Realitätsnahe Erste-Hilfe-Ausbildung für Feuerwehrkräfte in Linz-Land
LINZ-LAND/PUCKING. Mitglieder von acht Feuerwehren aus dem Bezirk haben ihre Erste-Hilfe-Kenntnisse bei einer intensiven Feuerwehrmedizinischen Dienst (FMD)-Weiterbildung vertieft. Insgesamt 15 Feuerwehrkräfte nahmen an der achtstündigen Schulung teil, die vom Bezirks-Feuerwehrkommando Linz-Land organisiert und von drei erfahrenen Ausbildern geleitet wurde.

Die Fortbildung fand bei der Feuerwehr Pucking-Hasenufer statt und kombinierte medizinisches Fachwissen mit praxisnahen Übungen, um die Teilnehmer optimal auf reale Einsätze vorzubereiten. Besonderer Fokus lag auf dem international anerkannten XABCDE-Schema, das in der Notfallmedizin für die Priorisierung von lebensrettenden Maßnahmen verwendet wird.
Nach dem Prinzip „Treat first what kills first“ werden zeitkritische Probleme wie starke Blutungen, Atemwegsblockaden oder Kreislaufversagen zuerst behandelt. Die Feuerwehr-Ersthelfer trainierten dabei unter anderem die Blutstillung mit Tourniquets, das Management von Atemwegen und die Untersuchung des Brustkorbs sowie das Erkennen und Behandeln von neurologischen Verletzungen oder inneren Blutungen.

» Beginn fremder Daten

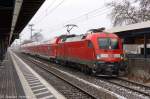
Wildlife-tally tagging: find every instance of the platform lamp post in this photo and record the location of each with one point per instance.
(31, 30)
(70, 27)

In realitätsnahen Szenarien wie einem simulierten Motorsägenunfall oder einem Verkehrsunfall im Dunkeln konnten die Teilnehmer das Gelernte sofort anwenden. Techniken wie die Spineboard-Rettung wurden unter einsatztypischen Bedingungen geübt, um die Feuerwehrkräfte auf die Herausforderungen des Ernstfalls vorzubereiten.
„Ein bewusstloser Patient, der noch im Auto eingeklemmt ist, kann nicht in die stabile Seitenlage gebracht werden. Trotzdem müssen lebensrettende Maßnahmen wie das Freihalten der Atemwege sofort erfolgen“, erklärte einer der Ausbilder, warum die Feuerwehr-Ersthelfer auf andere Situationen als klassische Erste-Hilfe-Kurse vorbereitet werden müssen.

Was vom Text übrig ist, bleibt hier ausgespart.